Travelling to work on the London Underground 18 years ago, I bumped into a particularly well-informed old friend. He told me that the High Court had just been dealing with a case of conjoined twins, born in Manchester a few days earlier to parents from abroad. As the doctors had requested – but contrary to the parents’ wishes – a judge had ruled that the children could be separated to save the life of one twin, even though that would cause the other’s death. The hospital’s application had been decided in private though the parents’ appeal would shortly be heard in open court.
Having just left the BBC after 25 years, and still thinking like a broadcaster, I made a mental note to cover the forthcoming hearing for the newspaper I had recently joined. But I completely failed to realise I was sitting on what my new employers would have regarded as a front-page scoop. Fortunately, they never found out.
I was reminded of all this by a simulated photograph of conjoined twins in The Children Act, a superb new film starring Dame Emma Thompson and Stanley Tucci. The story of the Manchester-born twins, known during the hearing as Jodie and Mary, is lightly fictionalised in the novel by Ian McEwan on which his screenplay for the film is based. In the book, McEwan’s fictional Mrs Justice Maye quotes from the judgment delivered in 2000 by the real Lord Justice Ward, reported as In re A (Children) (Conjoined Twins: Surgical Separation),  Fam 147.

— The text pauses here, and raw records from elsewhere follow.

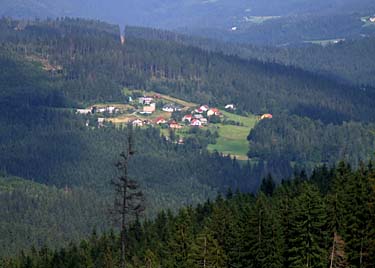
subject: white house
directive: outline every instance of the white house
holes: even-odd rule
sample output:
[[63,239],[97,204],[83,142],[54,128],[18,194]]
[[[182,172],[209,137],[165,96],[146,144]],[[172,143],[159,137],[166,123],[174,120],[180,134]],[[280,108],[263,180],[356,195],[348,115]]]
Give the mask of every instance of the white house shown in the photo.
[[110,114],[115,113],[116,112],[116,107],[113,107],[113,106],[107,107],[107,112],[110,113]]
[[152,97],[141,97],[138,100],[139,104],[147,104],[147,105],[151,104],[151,102],[153,101],[154,101],[154,98]]
[[173,113],[175,111],[175,106],[172,104],[164,105],[163,109],[164,112]]
[[77,109],[76,114],[91,114],[91,109]]
[[208,107],[208,105],[202,105],[201,107],[199,107],[199,109],[201,109],[203,112],[207,112],[210,107]]
[[236,106],[234,106],[234,104],[227,104],[227,105],[225,105],[225,109],[227,109],[227,110],[235,110]]
[[199,119],[202,123],[202,125],[207,125],[208,124],[208,120],[207,118],[202,118],[202,119]]
[[193,119],[190,123],[190,126],[193,126],[193,127],[201,127],[202,126],[202,122],[198,119]]
[[184,117],[182,117],[182,122],[185,122],[185,121],[191,122],[192,119],[193,119],[193,116],[191,114],[187,114]]
[[210,110],[208,110],[207,116],[213,116],[213,115],[220,115],[219,109],[211,108]]
[[98,127],[104,127],[105,118],[99,117],[98,118]]
[[143,121],[141,119],[135,119],[132,121],[133,127],[142,127],[143,126]]

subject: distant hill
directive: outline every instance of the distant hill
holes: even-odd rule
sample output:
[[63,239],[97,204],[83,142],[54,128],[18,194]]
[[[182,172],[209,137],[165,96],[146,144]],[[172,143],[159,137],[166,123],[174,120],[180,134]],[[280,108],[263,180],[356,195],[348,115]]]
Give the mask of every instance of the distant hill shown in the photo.
[[370,0],[5,0],[0,3],[2,16],[78,16],[122,26],[179,29],[237,42],[267,44],[357,38],[368,31],[362,29],[361,16],[374,12]]

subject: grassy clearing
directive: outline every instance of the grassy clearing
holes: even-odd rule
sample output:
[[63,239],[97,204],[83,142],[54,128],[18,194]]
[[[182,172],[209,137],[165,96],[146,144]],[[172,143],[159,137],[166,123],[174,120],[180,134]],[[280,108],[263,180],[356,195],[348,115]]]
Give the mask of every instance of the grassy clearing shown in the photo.
[[343,42],[343,41],[345,41],[345,38],[327,39],[327,40],[309,40],[309,41],[304,41],[304,43],[321,45],[321,46],[324,47],[324,46],[328,46],[328,45],[337,44],[337,43]]
[[230,120],[242,123],[243,126],[214,125],[211,129],[218,131],[219,138],[217,139],[217,143],[210,144],[208,149],[210,151],[216,150],[226,155],[230,154],[238,160],[247,160],[247,152],[249,150],[247,136],[258,121],[257,117],[253,115],[240,116],[228,112],[223,112],[223,115]]
[[[131,95],[132,93],[140,93],[146,94],[145,91],[142,90],[129,90],[124,89],[124,94]],[[171,96],[159,94],[157,92],[147,92],[147,95],[158,95],[160,99],[166,102],[173,102],[184,106],[184,110],[188,110],[191,108],[195,108],[198,106],[196,103],[184,101],[181,99],[177,99]],[[98,105],[99,106],[99,105]],[[115,106],[115,105],[113,105]],[[116,106],[117,107],[117,106]],[[123,108],[125,108],[124,106]],[[130,108],[130,107],[127,107]],[[224,124],[211,124],[208,126],[208,129],[212,131],[217,131],[219,133],[219,138],[217,139],[216,144],[210,144],[208,146],[208,150],[210,151],[218,151],[225,155],[230,154],[231,156],[235,156],[238,160],[247,160],[247,152],[249,150],[249,143],[247,141],[247,136],[249,135],[250,130],[255,126],[258,121],[258,118],[254,115],[249,116],[241,116],[233,113],[229,113],[226,111],[222,111],[222,114],[225,119],[232,120],[235,122],[240,123],[240,126],[236,125],[224,125]],[[134,119],[148,119],[148,120],[155,120],[157,117],[164,117],[165,119],[170,119],[171,114],[163,111],[157,111],[149,116],[144,116],[140,114],[131,114],[131,115],[119,115],[115,118],[109,118],[108,120],[114,124],[126,124],[129,120]],[[183,129],[176,130],[176,135],[181,137],[188,137],[190,127],[184,127]],[[165,136],[169,135],[169,129],[161,129],[161,133]]]
[[247,16],[244,17],[246,22],[254,23],[254,24],[262,24],[268,20],[279,19],[281,16]]

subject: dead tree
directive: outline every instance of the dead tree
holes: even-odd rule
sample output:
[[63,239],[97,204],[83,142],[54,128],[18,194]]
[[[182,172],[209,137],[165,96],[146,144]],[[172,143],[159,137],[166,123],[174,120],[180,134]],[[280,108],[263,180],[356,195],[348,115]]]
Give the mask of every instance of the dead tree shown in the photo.
[[136,153],[133,149],[133,129],[128,126],[125,150],[120,154],[116,167],[119,177],[112,180],[115,189],[115,202],[111,210],[113,219],[119,223],[121,231],[121,268],[126,268],[126,231],[132,219],[144,211],[144,196],[139,190],[138,183],[129,178],[129,161]]

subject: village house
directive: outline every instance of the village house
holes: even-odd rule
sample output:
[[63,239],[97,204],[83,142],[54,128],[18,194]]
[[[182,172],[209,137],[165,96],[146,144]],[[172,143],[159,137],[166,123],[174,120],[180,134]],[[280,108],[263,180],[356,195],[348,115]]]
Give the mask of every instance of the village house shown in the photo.
[[107,107],[107,112],[110,114],[116,113],[116,107],[113,107],[113,106]]
[[201,109],[203,112],[207,112],[210,107],[208,107],[208,105],[202,105],[201,107],[199,107],[199,109]]
[[181,129],[182,126],[177,123],[176,121],[172,121],[169,123],[169,128],[172,128],[172,129]]
[[204,111],[201,108],[198,108],[198,109],[195,109],[194,112],[197,114],[203,114]]
[[131,123],[133,127],[143,127],[143,121],[141,119],[135,119]]
[[182,117],[182,122],[185,122],[185,121],[191,122],[192,119],[193,119],[193,116],[191,114],[187,114],[184,117]]
[[201,127],[202,122],[199,119],[193,119],[191,120],[190,126],[192,127]]
[[167,123],[167,120],[164,119],[164,117],[158,117],[155,119],[155,124],[161,125]]
[[174,106],[172,104],[167,104],[167,105],[164,105],[162,110],[164,112],[172,113],[172,112],[174,112]]
[[138,99],[139,104],[150,105],[154,101],[152,97],[140,97]]
[[219,116],[220,110],[216,108],[211,108],[210,110],[208,110],[207,116],[213,116],[213,115]]
[[93,113],[109,113],[109,114],[115,114],[119,111],[119,109],[117,109],[116,107],[114,106],[108,106],[108,107],[100,107],[100,108],[97,108],[97,107],[92,107],[92,111]]
[[91,114],[91,109],[77,109],[76,114]]
[[202,119],[199,119],[202,123],[202,125],[207,125],[208,124],[208,120],[207,118],[202,118]]
[[175,104],[167,104],[162,108],[164,112],[173,113],[175,111],[181,111],[181,107]]
[[236,106],[234,104],[227,104],[225,105],[226,110],[236,110]]
[[263,119],[272,119],[272,114],[264,114],[260,117],[260,120],[263,120]]
[[151,103],[149,106],[143,106],[142,114],[152,114],[156,111],[156,104]]
[[105,118],[99,117],[98,118],[98,128],[104,127]]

But it was a case decided by Ward when he was still a High Court judge that gave McEwan his main story. In 1990 – several months before the Children Act 1989 came into force – Mr Justice Ward ruled that a hospital could give blood products to a boy aged nearly 16 who was being treated for leukaemia. The boy and his family had refused to consent to transfusions because they were devout Jehovah’s Witnesses. That case is reported as Re E (A Minor) (Wardship: Medical Treatment),  1 FLR 386. In it, Ward says ‘the welfare of the child… dominates my decision, and I must decide what E’s welfare dictates’. That remark is cited by McEwan’s fictional Maye, who is based closely on Ward – with a sex-change that is dictated by the plot.
In a scene central to both the novel and the film, Maye visits the young leukaemia patient in hospital, accompanied only by a Cafcass officer, to see whether he understands what would happen to him without a blood transfusion. This struck me as implausible when I first read the novel. But it turns out that Ward did just that, flogging across London in the Friday rush-hour to spend a few minutes at the boy’s bedside. The denouement is also drawn from life.
As McEwan says in the acknowledgments, his novel would not have existed without Ward, ‘a judge of great wisdom, wit and humanity’. The retired judge advised McEwan on the legal technicalities as well as assisting Duncan Kenworthy, who produced the film, and Sir Richard Eyre, who directed it. As a result, the movie avoids many of the solecisms that so irritate lawyers – although counsel get away with leading questions and broadcast journalists know better than to run to a microphone.
But what is so striking about both the book and the film are their widespread use of real locations. Ward managed to get permission to film inside the great hall of the Royal Courts of Justice in London. Though the courtroom in the Queen’s Building and the judges’ corridor behind Maye’s court were constructed at Pinewood Studios, they are so convincing that it is hard to see the join.
And this is where I have to declare an interest. Much of The Children Act is shot in Gray’s Inn. The film’s emotional climax, a Christmas entertainment, was recorded in the hall at Christmas time while the real Christmas entertainment was being rehearsed nearby. Even the tree was a real one.
And having based Maye on Ward, McEwan based Maye’s flat – where much of the subplot takes place – on Ward’s flat in Gray’s Inn. When Ward and his wife Helen moved out some years afterward, I moved in.
Because the story was set in what is now my flat, Thompson and her co-star Stanley Tucci filmed a key scene on the staircase outside my front door. But when Thompson opens that door, the flat they enter is a magnificent apartment that bears no relation to my own. That, too, was Pinewood.
Kenworthy pulled the same trick when he produced Notting Hill, with its famous blue door in Kensington Park Road opening to reveal a fictitious bedsit. It all goes to show that to convey the truth of love and life you sometimes have to make things up.